Her voice softens as she recounts her Chefs for Humanity experiences, which sound equally daunting. "When the 2004 tsunami hit, I was talking to a lot of culinary professionals, and we realized there was no platform for chefs. Food and water are main, everyday staples, and even when a tragedy happens, people have to eat and drink," she says.

Forming the culinary equivalent of Doctors Without Borders was, Cora declares, "a no-brainer."

"During Katrina, we had 15 of the country's top chefs feeding 3,000 to 5,000 people a day, cooking in anything and everything we could use. We didn't have a lot of comfort, and it was extremely challenging. But we didn't stop, because we had people 24/7 who had to eat," she says.

This month, Cora is out promoting her second cookbook, Cooking from the Hip. Chock-full of colorful photos, user-friendly layouts, and ideas for corner-cutting pantry items (her Lemonade Cookies substitute a can of frozen lemonade concentrate for fresh-squeezed lemon pulp and taste just as good), the book bypasses typical chapter headings to divide recipes into sections titled Fast, Easy, Fun, Phenomenal, and Good To Know. Most of her fresh and mouthwateringly delicious fare has fewer than six ingredients.

"My chef colleagues and I have extensive culinary backgrounds, but the bottom line is that no matter how high-caliber a chef you are, you have to create a cookbook that people at home can use," Cora maintains, easily sidelining her Iron Chef ego. "We all have to appeal to that home cook, people who can't find or can't afford four-star ingredients like truffles and foie gras."

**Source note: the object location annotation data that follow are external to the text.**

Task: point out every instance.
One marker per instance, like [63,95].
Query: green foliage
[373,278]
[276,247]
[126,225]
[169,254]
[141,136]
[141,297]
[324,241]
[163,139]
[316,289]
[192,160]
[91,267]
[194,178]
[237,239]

In Cooking from the Hip, Cora provides recipes for graceful but easy-to-fix entrées such as Thai Chicken Salad with Cabbage and Shiitake Duxelles Tea Sandwiches. She offers plenty of insider tips, ranging from how to choose the best-tasting mushrooms to the perfect way to cube a mango. "The kids are running through the kitchen, the doorbell is ringing, and the phone won't stop," she writes in her trademark down-to-earth manner. "These recipes let you step away for a minute and come back without worrying that you'll lose your place or compromise your results."

Citing her Jackson, Mississippi-based mother and grandmother, who specialized in Greek-meets-Southern cuisine, Cora explains: "They were great at revamping leftovers, and they instilled in me an appreciation for home cooks. Now that I've got a 3-year-old son of my own, I understand how to cross over from being a celebrated chef to a working mom."